Die Parteien in Deutschland stehen einem kritischen Umgang mit der Kolonialvergangenheit insgesamt offen gegenüber, mit einer deutlichen Ausnahme: der AfD. Zur jetzigen Diskussion um Denkmäler sagte Alexander Gauland, der Vorsitzende der AfD-Fraktion im Bundestag, kürzlich: "Versuche, ein von allen störenden Aspekten bereinigtes Geschichtsbild durchzusetzen, kannte man bis lang nur aus totalitären Systemen." Und der AfD-Abgeordnete Gottfried Curio beklagt sich in einem Video über seiner Ansicht nach linke Versuche, den Deutschen einen "Afrika-Schuldkult" einzuimpfen.
Welche Maßstäbe kann man anlegen?
Aber kann man überhaupt historische Persönlichkeiten und Epochen mit heutigen Maßstäben messen? Jürgen Zimmerer meint eindeutig ja, "sonst dürften wir uns ja auch von Hitler, Himmler und Co nicht distanzieren oder diese verurteilen". Es gehe aber in der gegenwärtigen Debatte vor allem darum, "ob die historischen Persönlichkeiten heute als zu ehrende Vorbilder geeignet sind, und damit sind unsere heutigen Maßstäbe maßgeblich. Wir verhandeln in Denkmälern auch unsere eigenen Werte und Vorstellungen".

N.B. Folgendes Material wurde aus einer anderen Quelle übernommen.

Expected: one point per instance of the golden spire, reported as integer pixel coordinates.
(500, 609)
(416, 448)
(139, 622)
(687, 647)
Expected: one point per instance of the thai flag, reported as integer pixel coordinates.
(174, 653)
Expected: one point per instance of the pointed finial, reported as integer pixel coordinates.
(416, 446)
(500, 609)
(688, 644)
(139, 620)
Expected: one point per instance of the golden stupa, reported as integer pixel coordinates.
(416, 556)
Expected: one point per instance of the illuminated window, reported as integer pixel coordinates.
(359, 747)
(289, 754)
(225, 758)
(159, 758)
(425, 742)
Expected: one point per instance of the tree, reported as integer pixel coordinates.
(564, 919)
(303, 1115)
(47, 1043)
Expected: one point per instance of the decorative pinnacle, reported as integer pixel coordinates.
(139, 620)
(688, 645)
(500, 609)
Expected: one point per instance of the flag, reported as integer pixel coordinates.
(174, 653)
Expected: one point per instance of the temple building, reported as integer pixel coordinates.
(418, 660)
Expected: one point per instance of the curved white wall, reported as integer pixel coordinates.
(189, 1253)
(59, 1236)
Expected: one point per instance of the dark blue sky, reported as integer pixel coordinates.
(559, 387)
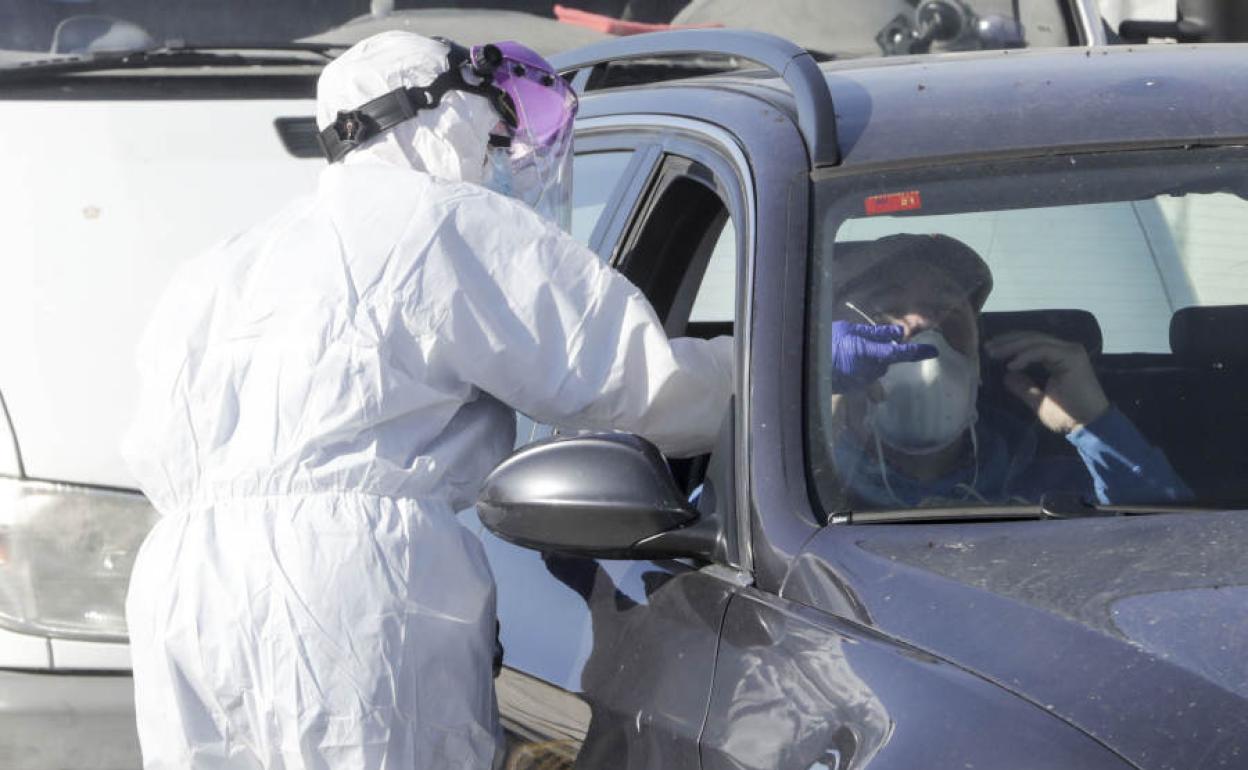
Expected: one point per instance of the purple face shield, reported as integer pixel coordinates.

Der deutsche Kolonialismus war bisher ein wenig beachteter Teil der Geschichte. Johann Hinrich Claussen, der Kulturbeauftragte der Evangelischen Kirche in Deutschland, gehört zu denen, die froh sind, dass sich die deutsche Gesellschaft durch die Proteste überhaupt damit befasst. Zwar könne man den Umgang in Deutschland und Ländern wie den USA oder Großbritannien mit Denkmälern nicht vergleichen. Doch inzwischen rücke der deutsche Kolonialismus endlich ins öffentliche Bewusstsein. Darin sieht Claussen eine große Bildungsaufgabe.